Menurutnya, pemindahan fasilitas tersebut membuat alur perjalanan jemaah menjadi lebih sederhana karena setelah pemeriksaan, jemaah dapat langsung menuju bus menuju bandara. Skema ini membuat proses di bandara menjadi lebih singkat sehingga jemaah tidak perlu melalui tahapan berulang.
Di sisi lain, pihak bandara menyiapkan ruang tunggu internasional sebagai area holding yang memadai untuk menampung jemaah sebelum boarding pesawat. Hal ini dilakukan untuk mengantisipasi kondisi apabila jemaah tiba lebih cepat sementara pesawat masih dalam tahap persiapan.

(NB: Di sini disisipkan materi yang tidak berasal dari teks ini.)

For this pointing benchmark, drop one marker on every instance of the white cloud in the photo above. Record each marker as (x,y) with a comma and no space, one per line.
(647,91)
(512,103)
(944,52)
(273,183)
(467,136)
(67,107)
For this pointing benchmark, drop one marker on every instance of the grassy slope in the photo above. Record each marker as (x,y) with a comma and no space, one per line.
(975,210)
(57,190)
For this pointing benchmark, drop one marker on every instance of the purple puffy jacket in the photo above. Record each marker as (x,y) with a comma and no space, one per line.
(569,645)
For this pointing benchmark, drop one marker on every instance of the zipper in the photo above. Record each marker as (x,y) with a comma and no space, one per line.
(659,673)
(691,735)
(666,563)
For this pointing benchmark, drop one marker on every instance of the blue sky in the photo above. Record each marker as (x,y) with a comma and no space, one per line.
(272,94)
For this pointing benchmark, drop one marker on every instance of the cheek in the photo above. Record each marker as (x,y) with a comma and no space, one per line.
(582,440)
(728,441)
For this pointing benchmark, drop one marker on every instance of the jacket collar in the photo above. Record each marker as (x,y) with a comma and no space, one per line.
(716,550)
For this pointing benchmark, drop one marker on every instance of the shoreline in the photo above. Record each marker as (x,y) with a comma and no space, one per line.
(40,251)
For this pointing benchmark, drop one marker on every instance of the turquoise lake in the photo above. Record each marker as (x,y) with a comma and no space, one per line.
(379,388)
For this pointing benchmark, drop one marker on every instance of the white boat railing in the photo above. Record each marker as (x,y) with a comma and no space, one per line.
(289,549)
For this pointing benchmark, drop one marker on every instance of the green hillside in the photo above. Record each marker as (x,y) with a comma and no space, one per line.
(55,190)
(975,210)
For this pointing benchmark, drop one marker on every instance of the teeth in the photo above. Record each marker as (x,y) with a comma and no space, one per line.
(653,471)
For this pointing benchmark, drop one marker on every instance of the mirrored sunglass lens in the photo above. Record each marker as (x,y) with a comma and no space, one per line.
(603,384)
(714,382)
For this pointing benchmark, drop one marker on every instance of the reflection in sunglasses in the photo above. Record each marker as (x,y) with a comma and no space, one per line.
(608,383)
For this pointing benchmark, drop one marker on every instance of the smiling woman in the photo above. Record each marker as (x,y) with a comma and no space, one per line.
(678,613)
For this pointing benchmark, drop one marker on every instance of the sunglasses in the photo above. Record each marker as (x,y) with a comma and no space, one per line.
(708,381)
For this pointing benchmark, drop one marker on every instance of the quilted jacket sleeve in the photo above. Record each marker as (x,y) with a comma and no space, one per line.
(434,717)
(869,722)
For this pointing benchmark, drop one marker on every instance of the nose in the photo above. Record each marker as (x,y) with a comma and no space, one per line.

Nuril Huda mengatakan, “Akhirnya kemarin kita putuskan setelah sampai bandara, semua jamaah akan kita lokasikan ke ruang tunggu internasional yang selama ini memang dipakai untuk penerbangan internasional,” ucapnya. Ia menambahkan bahwa fasilitas di ruang tunggu tersebut setara dengan penumpang reguler.
Ia menjelaskan, “Jadi untuk fasilitas, insya Allah tidak ada perbedaan dengan penumpang reguler lainnya, jadi semuanya fasilitas kursi, AC, penerangan, dan lain-lainnya itu insya Allah tersedia di ruang tunggu, termasuk air minum ya,” katanya. Namun demikian, untuk konsumsi makanan tidak disediakan oleh pihak bandara karena telah diatur oleh Kementerian Haji dan Umrah.
Selain itu, kapasitas ruang tunggu juga dinilai cukup untuk menampung jemaah dalam satu waktu keberangkatan. Ia mengatakan, “Karena ada sekitar 600 sampai 800 seat ya, jadi kalau untuk dua penerbangan insya Allah masih bisa kita cover,” ujarnya.
Tak hanya itu, fasilitas tambahan berupa mobil lift atau truk lift juga disiapkan untuk membantu jemaah lanjut usia dan pengguna kursi roda agar dapat langsung naik ke pesawat tanpa harus berjalan jauh. Fasilitas ini menjadi bentuk perhatian khusus terhadap kondisi mayoritas jemaah haji yang membutuhkan kemudahan akses.
Dengan berbagai fasilitas tersebut, BIJB Kertajati berupaya menghadirkan pelayanan yang aman dan nyaman bagi seluruh jemaah haji. Pihak bandara juga memastikan seluruh sarana yang disediakan dapat digunakan secara optimal selama proses keberangkatan berlangsung.
Rekomendasi Berita
Memuat berita terbaru.....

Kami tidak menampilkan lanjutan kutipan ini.